My laptop is about to run out energy; the battery is down to 17 percent.
An iPad with 17 percent battery life left would last almost two hours.
The MacBook Pro might last another twenty minutes. And no outlet where I
am to charge the battery.
But I couldn't leave without this short note. Yesterday I didn't get the chance to read the weekend edition of the Wall Street Journal
(the older daughter had a swim meet a couple of hours distant in
driving time -- only a few miles away for a Canadian goose, but the meet
was in Salem, Massachusetts, on one of the last weekends before
Halloween, perhaps the biggest tourist month of the year for Salem;
think witches).
So, today, before the start of the second day of that same swim meet, I will read the WSJ
-- all the more so because Starbucks accidentally gave me a "grande"
instead of a "tall" which represents about twice as much coffee, three
times more than I need. But that's another story for another day.
Back to the WSJ. I used to know some friends (okay, one) who subscribed to Playboy Magazine for the stories. That's the way it is with me. No, not Playboy Magazine, but the WSJ. I subscribe to the WSJ,
not for the business news, but for the incredibly good writing, the
weekend edition, and the fourth section each day (in that order).
This weekend's issue might be one of the best in a long time. Or maybe
like meat loaf it just seems better because it's a day older and I've
been looking forward to it twenty-four hours.
The long, long lead story is fantastic -- read this story if you want to
know my reading habits: My 6,128 favorite books, by Joe Queenan.
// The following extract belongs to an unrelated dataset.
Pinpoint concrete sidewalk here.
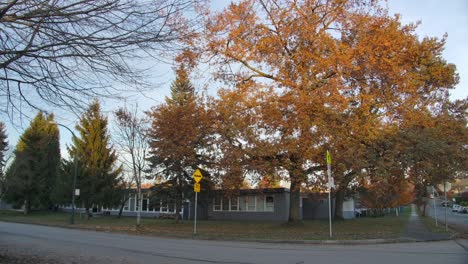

Fortunately he only lists about 100 books. Most of those were books he
did not like, so he must have read more than 6,128. You know that any
article that mentions Middlemarch in the first few paragraphs is going to be a great piece of reading.
Paul Johnson's five favorite biographies: Macaulay, Sir Arthur Bryant; Ulysses S. Grant, Michael Korda; Lincoln at Gettysburg, Garry Wills; Rossetti: His Life and Works, Evelyn Waugh; and, A Portrait of Charles Lamb,
David Cecil. The authors are relatively unfamiliar to me; the lives
they have chosen to write about I know very, very well, except for
Charles Lamb.
And finally, before I run out of battery (now 13%): How the French Invented Love,
Marilyn Yalon. Four hundred pages of what appears to be an
exceptionally interesting book. I don't know if this was planned by the WSJ
editors or if it just happened, but earlier in the section there is an
essay on "the new face of infidelity" by Peggy Drexler. Her findings:
infidelity is no longer an exclusive domain for men (it never was, but
the statistics are starting to even out): 23 percent and 19 percent. You
can google the article to see what the numbers refer to. Something
tells me the former number is way, way low; the latter number is low,
but hard to say by how much. It will be interesting to see what a
similar essay reports 15 years from now. My hunch is that the definition
of infidelity will have changed. See Marilyn Yalon's book review.
And now I must sign off with less than 10% of my battery power left.